Diantara perilaku yang mendorong orang untuk melakukan perzinahan adalah dua orang yang berlainan jenis tidur dalam satu tempat tanpa terpisah atau tidurnya orang-orang yang usianya hampir mendekati usia baligh bersama-sama di tempat tidur. Ketika perbuatan ini membahayakan, barangkali itulah awal dari perbuatan yang tidak terpuji. 
e. Minta izin kepada pemilik rumah.
Seorang muslim tidak boleh masuk rumah yang bukan miliknya, kecuali setelah meminta izin, sehingga terjaganya privacy pemilik rumah. 

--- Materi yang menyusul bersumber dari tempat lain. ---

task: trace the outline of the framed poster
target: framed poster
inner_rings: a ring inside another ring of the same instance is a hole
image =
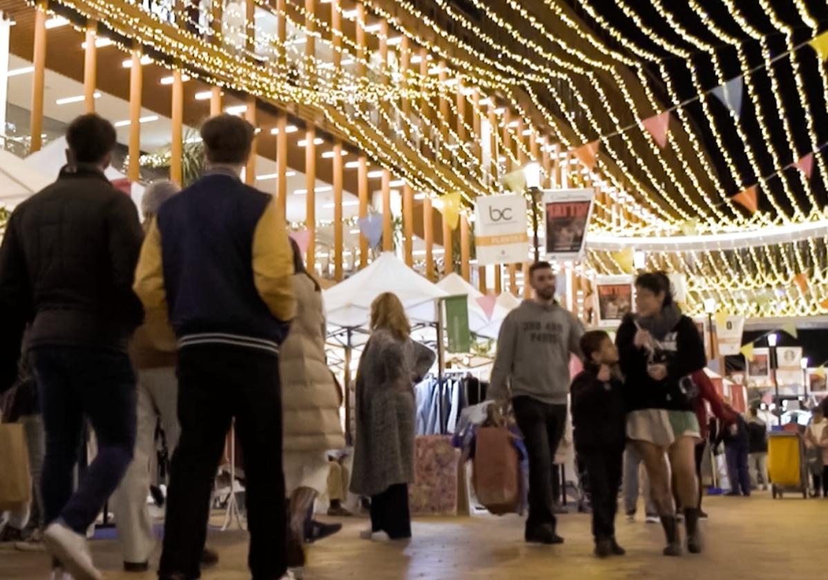
[[[475,199],[474,247],[479,266],[526,261],[529,252],[527,203],[522,195]]]
[[[633,311],[633,277],[601,276],[595,279],[598,325],[616,328]]]
[[[583,255],[595,194],[595,189],[546,189],[543,192],[549,259],[577,260]]]

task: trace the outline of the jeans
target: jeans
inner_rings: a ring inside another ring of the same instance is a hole
[[[150,467],[155,465],[152,459],[156,454],[155,433],[159,419],[171,454],[178,444],[176,369],[171,367],[139,371],[137,399],[135,458],[111,501],[123,561],[132,563],[147,562],[155,549],[147,495],[151,483]]]
[[[643,458],[633,443],[628,443],[623,453],[623,503],[628,515],[633,515],[638,506],[638,481],[643,477],[641,492],[644,496],[644,513],[647,515],[657,515],[658,510],[652,502],[650,493],[650,481],[645,472],[641,476],[641,464]]]
[[[745,496],[750,495],[750,474],[748,472],[748,444],[744,443],[724,445],[727,458],[728,478],[730,492],[739,493],[741,488]]]
[[[235,419],[246,477],[248,564],[253,580],[281,578],[287,526],[278,357],[229,345],[181,349],[178,419],[159,574],[200,577],[213,481]]]
[[[555,527],[552,461],[566,421],[566,405],[549,405],[528,396],[512,400],[518,427],[529,455],[529,518],[527,530]]]
[[[126,352],[79,347],[36,347],[31,364],[40,389],[46,458],[44,523],[59,518],[79,534],[94,522],[132,460],[135,375]],[[73,471],[86,416],[98,454],[72,493]]]
[[[596,542],[615,537],[615,513],[621,487],[622,449],[578,452],[586,467],[592,496],[592,534]]]

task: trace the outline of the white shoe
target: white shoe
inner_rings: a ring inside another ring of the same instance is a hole
[[[75,580],[103,580],[92,563],[92,554],[82,534],[63,524],[51,524],[43,534],[43,541],[55,558],[60,561]]]

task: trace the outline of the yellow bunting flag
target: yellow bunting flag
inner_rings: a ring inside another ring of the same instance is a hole
[[[744,357],[749,361],[753,360],[753,343],[748,343],[744,347],[739,349],[739,352],[744,355]]]
[[[457,229],[460,221],[460,192],[453,191],[440,198],[443,202],[443,219],[451,229]]]
[[[759,209],[756,185],[751,185],[747,189],[736,194],[730,199],[739,205],[744,206],[751,213],[755,213],[756,210]]]
[[[594,141],[591,143],[582,145],[572,151],[578,161],[590,171],[595,166],[595,161],[598,157],[598,143],[599,141]]]
[[[782,327],[780,328],[780,330],[782,330],[783,333],[786,333],[787,334],[790,334],[794,338],[799,338],[799,333],[797,331],[797,325],[792,322],[789,322],[787,324],[783,324]]]
[[[819,36],[808,42],[811,47],[816,52],[820,60],[828,59],[828,32],[823,32]]]

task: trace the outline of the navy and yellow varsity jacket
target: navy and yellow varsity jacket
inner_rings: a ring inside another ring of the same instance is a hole
[[[151,328],[169,319],[181,348],[277,352],[296,310],[292,275],[273,199],[218,170],[161,206],[141,251],[135,291]]]

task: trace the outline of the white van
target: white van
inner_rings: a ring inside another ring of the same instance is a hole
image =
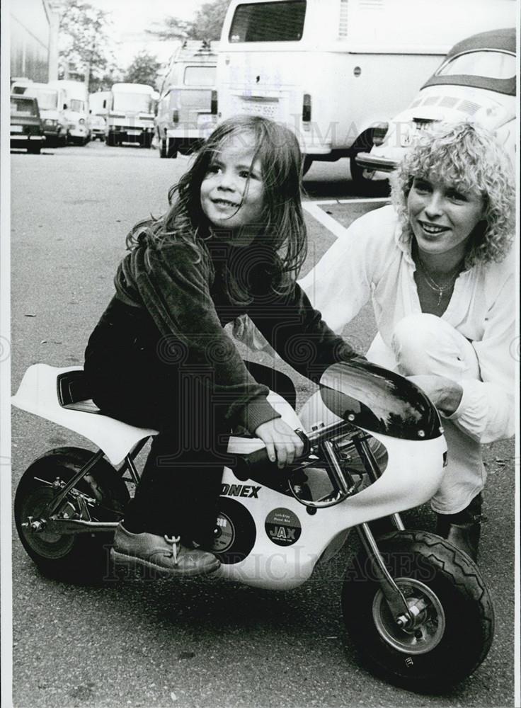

f. Larangan khalwat (berdua-duaan) bagi pria dan wanita   
Larangan ini karena apa yang berlaku dalam tabiat pria dan wanita yang berupa kebutuhan seksual terhadap lawan jenis, biasanya diwujudkan dalam bentuk khalwat yang dapat membangkitkan nafsu seksual.

PENUTUP
 Demikianlah beberapa uraian tentang pengertian zina, dampak perzinahan menurut Kesehatan dan beberapa cara untuk mencegah terjadinya perzinahan. Dan semoga kiranya kita semua bisa menghindari sejauh-jauhnya perbuatan tercela ini. Dan semoga Allah SWT melindungi kita selalu. Amin yarobbal alamin


DAFTAR PUSTAKA
AR – RIS ALHUSSAINI MUSHTAFA, 2003, Tujuh Golongan yang dinaungi Allah, Najla Press, Jakarta.
Dr. HUTAPEA RONALD, SKM, PHD, 1995, AIDS dan PMS dan Pemerkosaan, Rineka Cipta, Jakarta.
ABDURRAHMAN  ABDUSSALAM HASAN WASHIL, 1986, Gejolak Sex, akibat dan Solusinya , Mustaqim, Jakarta.